An investor has filed a lawsuit claiming that Brian Armstrong, the Chairman and CEO of Coinbase Inc., along with board member Marc Andreessen and other company officers, allegedly used inside information to sell their stocks shortly after the company's public listing. This alleged action saved them from incurring losses of over $1 billion, as the share price of the cryptocurrency platform plummeted due to negative developments.
According to the recently unsealed complaint in Delaware Chancery Court, instead of opting for a conventional initial public offering (IPO), Coinbase's board chose a direct listing method and swiftly sold $2.9 billion worth of stock.

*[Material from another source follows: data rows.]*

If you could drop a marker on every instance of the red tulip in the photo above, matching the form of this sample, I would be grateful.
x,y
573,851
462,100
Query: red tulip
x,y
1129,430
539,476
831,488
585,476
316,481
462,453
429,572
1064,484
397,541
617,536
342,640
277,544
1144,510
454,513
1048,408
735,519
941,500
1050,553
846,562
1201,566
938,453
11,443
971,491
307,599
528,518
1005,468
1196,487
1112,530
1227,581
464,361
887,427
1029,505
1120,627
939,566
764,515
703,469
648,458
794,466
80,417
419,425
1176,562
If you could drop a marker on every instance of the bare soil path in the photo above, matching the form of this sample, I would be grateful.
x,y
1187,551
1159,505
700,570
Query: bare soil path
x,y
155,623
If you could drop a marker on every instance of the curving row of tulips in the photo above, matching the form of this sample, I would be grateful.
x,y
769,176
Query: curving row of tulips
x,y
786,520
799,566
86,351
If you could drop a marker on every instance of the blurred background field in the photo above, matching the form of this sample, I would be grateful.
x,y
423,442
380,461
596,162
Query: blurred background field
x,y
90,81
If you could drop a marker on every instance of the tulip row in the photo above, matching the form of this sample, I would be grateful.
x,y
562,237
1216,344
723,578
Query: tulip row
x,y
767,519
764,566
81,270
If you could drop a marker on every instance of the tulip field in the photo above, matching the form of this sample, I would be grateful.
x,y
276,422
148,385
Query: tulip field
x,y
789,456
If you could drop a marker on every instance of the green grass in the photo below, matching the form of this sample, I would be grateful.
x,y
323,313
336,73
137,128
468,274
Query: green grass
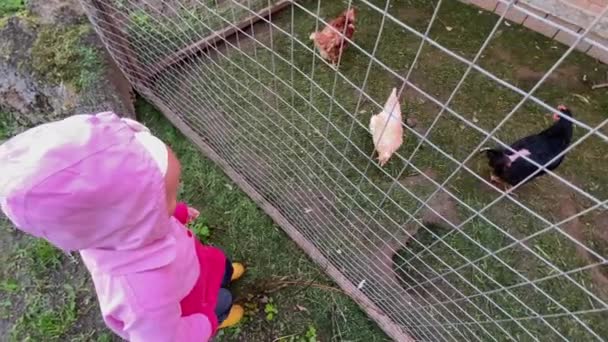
x,y
311,172
286,147
47,296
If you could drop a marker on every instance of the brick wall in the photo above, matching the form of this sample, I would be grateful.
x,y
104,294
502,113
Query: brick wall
x,y
567,16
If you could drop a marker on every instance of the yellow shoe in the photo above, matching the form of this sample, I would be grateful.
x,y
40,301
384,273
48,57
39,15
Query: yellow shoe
x,y
237,271
234,317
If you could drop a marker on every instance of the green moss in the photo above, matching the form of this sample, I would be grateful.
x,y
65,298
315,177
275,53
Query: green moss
x,y
10,7
60,54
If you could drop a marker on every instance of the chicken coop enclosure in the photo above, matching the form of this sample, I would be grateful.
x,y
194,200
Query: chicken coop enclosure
x,y
427,244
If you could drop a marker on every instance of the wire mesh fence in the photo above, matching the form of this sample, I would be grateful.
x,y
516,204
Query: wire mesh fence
x,y
428,244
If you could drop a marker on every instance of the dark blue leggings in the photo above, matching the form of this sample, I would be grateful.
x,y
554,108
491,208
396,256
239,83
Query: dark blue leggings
x,y
224,297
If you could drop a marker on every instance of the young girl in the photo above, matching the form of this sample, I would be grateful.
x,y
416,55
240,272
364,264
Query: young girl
x,y
106,187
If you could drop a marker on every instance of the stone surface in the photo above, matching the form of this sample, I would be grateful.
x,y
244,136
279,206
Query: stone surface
x,y
32,99
64,12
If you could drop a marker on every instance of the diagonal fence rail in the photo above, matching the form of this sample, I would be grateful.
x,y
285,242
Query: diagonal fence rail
x,y
427,245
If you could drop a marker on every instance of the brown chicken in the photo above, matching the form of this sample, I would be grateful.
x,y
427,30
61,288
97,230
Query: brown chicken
x,y
330,41
386,129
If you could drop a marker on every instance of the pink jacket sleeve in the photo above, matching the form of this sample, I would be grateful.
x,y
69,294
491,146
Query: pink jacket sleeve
x,y
181,213
165,324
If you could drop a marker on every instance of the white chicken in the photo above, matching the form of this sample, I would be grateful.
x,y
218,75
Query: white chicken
x,y
387,139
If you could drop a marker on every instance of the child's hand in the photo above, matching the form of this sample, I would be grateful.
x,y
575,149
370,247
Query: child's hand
x,y
192,214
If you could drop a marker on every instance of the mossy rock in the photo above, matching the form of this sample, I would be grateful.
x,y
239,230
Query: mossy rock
x,y
61,54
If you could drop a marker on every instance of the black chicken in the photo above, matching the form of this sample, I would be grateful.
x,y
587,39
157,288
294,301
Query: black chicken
x,y
509,168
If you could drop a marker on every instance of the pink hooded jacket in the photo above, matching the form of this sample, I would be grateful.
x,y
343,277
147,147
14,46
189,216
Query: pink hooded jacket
x,y
84,183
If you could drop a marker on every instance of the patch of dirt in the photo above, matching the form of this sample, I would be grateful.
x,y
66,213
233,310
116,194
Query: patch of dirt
x,y
442,204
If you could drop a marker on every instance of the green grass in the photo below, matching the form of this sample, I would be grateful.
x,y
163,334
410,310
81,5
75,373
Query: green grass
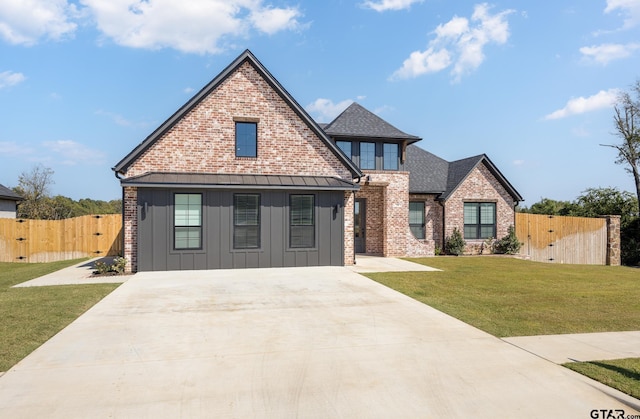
x,y
621,374
512,297
31,316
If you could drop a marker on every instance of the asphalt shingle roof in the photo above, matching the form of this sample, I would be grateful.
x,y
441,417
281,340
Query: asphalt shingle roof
x,y
429,173
356,121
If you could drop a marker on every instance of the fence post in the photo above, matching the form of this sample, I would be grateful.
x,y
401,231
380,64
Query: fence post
x,y
613,240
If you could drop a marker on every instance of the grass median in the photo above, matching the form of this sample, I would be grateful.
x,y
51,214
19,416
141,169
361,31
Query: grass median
x,y
30,316
513,297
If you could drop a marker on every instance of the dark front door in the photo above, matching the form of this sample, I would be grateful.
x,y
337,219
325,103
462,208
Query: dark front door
x,y
359,217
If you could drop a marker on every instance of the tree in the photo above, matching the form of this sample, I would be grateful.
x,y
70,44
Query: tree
x,y
627,123
595,202
34,187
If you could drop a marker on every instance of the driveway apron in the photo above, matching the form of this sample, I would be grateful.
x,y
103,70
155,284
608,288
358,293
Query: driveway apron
x,y
282,343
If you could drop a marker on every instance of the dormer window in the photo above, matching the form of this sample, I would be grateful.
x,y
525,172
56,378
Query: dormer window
x,y
390,156
246,139
345,146
368,156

Subsequently, Coinbase management disclosed significant negative information that had a negative impact on market sentiment, starting from the company's first quarterly earnings release.
The investor, Adam Grabski, who has been holding Coinbase shares since April 2021, alleges that within a span of five weeks, the value of those shares dropped by more than $1 billion. Additionally, he claims that Coinbase's market capitalization suffered a steep decline of over $37 billion during that period.

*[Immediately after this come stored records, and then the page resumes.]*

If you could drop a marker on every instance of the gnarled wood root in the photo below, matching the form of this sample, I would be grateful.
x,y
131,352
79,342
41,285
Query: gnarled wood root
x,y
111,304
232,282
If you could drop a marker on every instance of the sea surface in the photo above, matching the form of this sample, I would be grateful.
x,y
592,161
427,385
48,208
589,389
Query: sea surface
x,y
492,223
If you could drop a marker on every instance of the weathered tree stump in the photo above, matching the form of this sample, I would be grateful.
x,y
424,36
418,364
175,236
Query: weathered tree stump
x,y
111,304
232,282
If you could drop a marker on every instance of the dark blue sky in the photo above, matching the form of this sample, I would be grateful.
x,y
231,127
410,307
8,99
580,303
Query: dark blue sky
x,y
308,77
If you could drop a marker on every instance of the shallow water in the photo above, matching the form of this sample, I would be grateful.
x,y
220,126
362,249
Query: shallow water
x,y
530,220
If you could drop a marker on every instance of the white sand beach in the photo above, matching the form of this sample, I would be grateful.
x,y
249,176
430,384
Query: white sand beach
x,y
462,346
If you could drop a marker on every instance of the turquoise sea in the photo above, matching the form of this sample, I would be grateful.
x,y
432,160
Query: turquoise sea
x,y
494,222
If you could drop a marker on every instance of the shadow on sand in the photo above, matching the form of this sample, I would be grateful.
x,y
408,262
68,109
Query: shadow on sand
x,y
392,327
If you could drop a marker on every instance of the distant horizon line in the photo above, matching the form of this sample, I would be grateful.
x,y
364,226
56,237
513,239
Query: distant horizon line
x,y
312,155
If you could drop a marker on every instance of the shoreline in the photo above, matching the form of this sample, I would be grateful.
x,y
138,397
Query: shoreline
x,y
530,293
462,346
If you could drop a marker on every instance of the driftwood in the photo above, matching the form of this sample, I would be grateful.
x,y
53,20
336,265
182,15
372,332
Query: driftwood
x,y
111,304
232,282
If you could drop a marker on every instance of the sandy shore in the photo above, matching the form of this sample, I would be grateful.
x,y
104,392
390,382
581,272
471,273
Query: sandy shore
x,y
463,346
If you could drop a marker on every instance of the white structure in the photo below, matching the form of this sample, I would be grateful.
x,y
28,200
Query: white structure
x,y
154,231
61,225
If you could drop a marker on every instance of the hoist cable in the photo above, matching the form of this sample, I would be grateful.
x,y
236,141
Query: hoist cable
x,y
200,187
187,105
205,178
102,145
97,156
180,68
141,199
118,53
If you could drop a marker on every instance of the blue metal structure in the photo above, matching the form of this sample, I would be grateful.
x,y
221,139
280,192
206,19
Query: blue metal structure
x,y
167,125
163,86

According to the complaint, Brian Armstrong sold $291.8 million worth of Coinbase stock as part of the direct listing. Similarly, Andreessen Horowitz, the venture capital firm associated with Marc Andreessen, sold $118.6 million worth of the stock.
“As the most popular and only publicly traded crypto exchange in the US, we are at times the target of frivolous litigation, this is an example of one of those meritless claims.” Coinbase said in an emailed statement.
A derivative complaint, filed on behalf of the company, aims to recover the alleged “ill-gotten gains” from Armstrong, Andreessen, Choi, Hass, Jones, Chatterjee, Ersham, Wilson, and Haun.